# Cloudy Water After Adding Seachem Iron



## aquabruce (May 10, 2012)

I used to have this problem too. I don't remember all the details but it has to do with phosphates and the Iron

Precipitation can occur if you use a phosphate based buffer and then dose iron.

Test your phosphates. They may be too high. Do you use any phosphate buffers like Seachem Neutral Regulator?

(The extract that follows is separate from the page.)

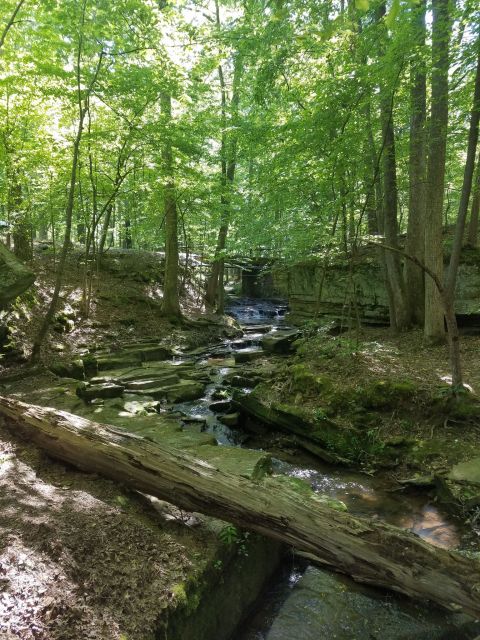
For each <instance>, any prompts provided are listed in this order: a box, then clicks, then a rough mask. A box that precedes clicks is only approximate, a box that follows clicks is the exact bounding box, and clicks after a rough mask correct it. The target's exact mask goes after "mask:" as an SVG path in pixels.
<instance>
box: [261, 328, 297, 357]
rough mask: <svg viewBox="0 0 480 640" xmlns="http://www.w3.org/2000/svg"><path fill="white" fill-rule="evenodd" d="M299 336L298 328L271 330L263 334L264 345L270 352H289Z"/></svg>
mask: <svg viewBox="0 0 480 640" xmlns="http://www.w3.org/2000/svg"><path fill="white" fill-rule="evenodd" d="M299 337H300V331H298V329H290V330H288V331H283V330H279V331H271V332H270V333H266V334H265V335H264V336H263V338H262V347H263V348H264V349H265V351H268V352H270V353H289V352H290V351H292V345H293V343H294V342H295V340H296V339H297V338H299Z"/></svg>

I switched to powdered Iron Chelate 11% DPTA and the problem went away.


----------



## TDV (Jan 20, 2014)

I'm not using any buffers, but I suppose it may be that the iron is reacting with the excess phosphates from the EI dosing. I'll see if I can find some Iron Chelate 11% DPTA then. Thanks a lot!


----------



## Reefcowboy (Mar 20, 2014)

That excat thing is happening in my tank. I thought i had some other issues going on. Now that i started to think, just like you mentioned, after the seachem iron is added, by end if day the water is cloudy...thanks for the post


----------



## Zorfox (Jun 24, 2012)

I agree with Aquabruce. Phosphate and iron do react causing cloudy water. I think the reason it happens with Seachem iron is because it is not chelated. The iron would have a much higher affinity to react with phosphate leading to precipitation. Using EDTA or or DTPA would decrease this reaction. Reducing Seachem to a third the normal dose and using DTPA for the other may be a better option. Plants would be able to use the non chelated iron quickly and still have iron resources after it's gone with the addition of DTPA.


----------



## n5750547 (Jan 15, 2014)

Exact same thing happened to me today after adding iron and flourish but it continued to get worse and was so cloudy after a few hours I could barely see the back of my tank. I've added seachem iron before but never at the same time as flourish and never after doing a water change. Any idea if it could be because of adding two at once and getting too much iron? Or could my tap water be high in phosphate?


----------



## jrman83 (Nov 22, 2010)

Doesn't it clear after a short period? I used to see this but it only lasted for less than a hour.


----------



## laconic (Oct 7, 2013)

If you use the EI method, try dosing your KN03 & KH2P04 on a different day than your Trace Elements as there will be less interaction with Fe and Potassium then.


----------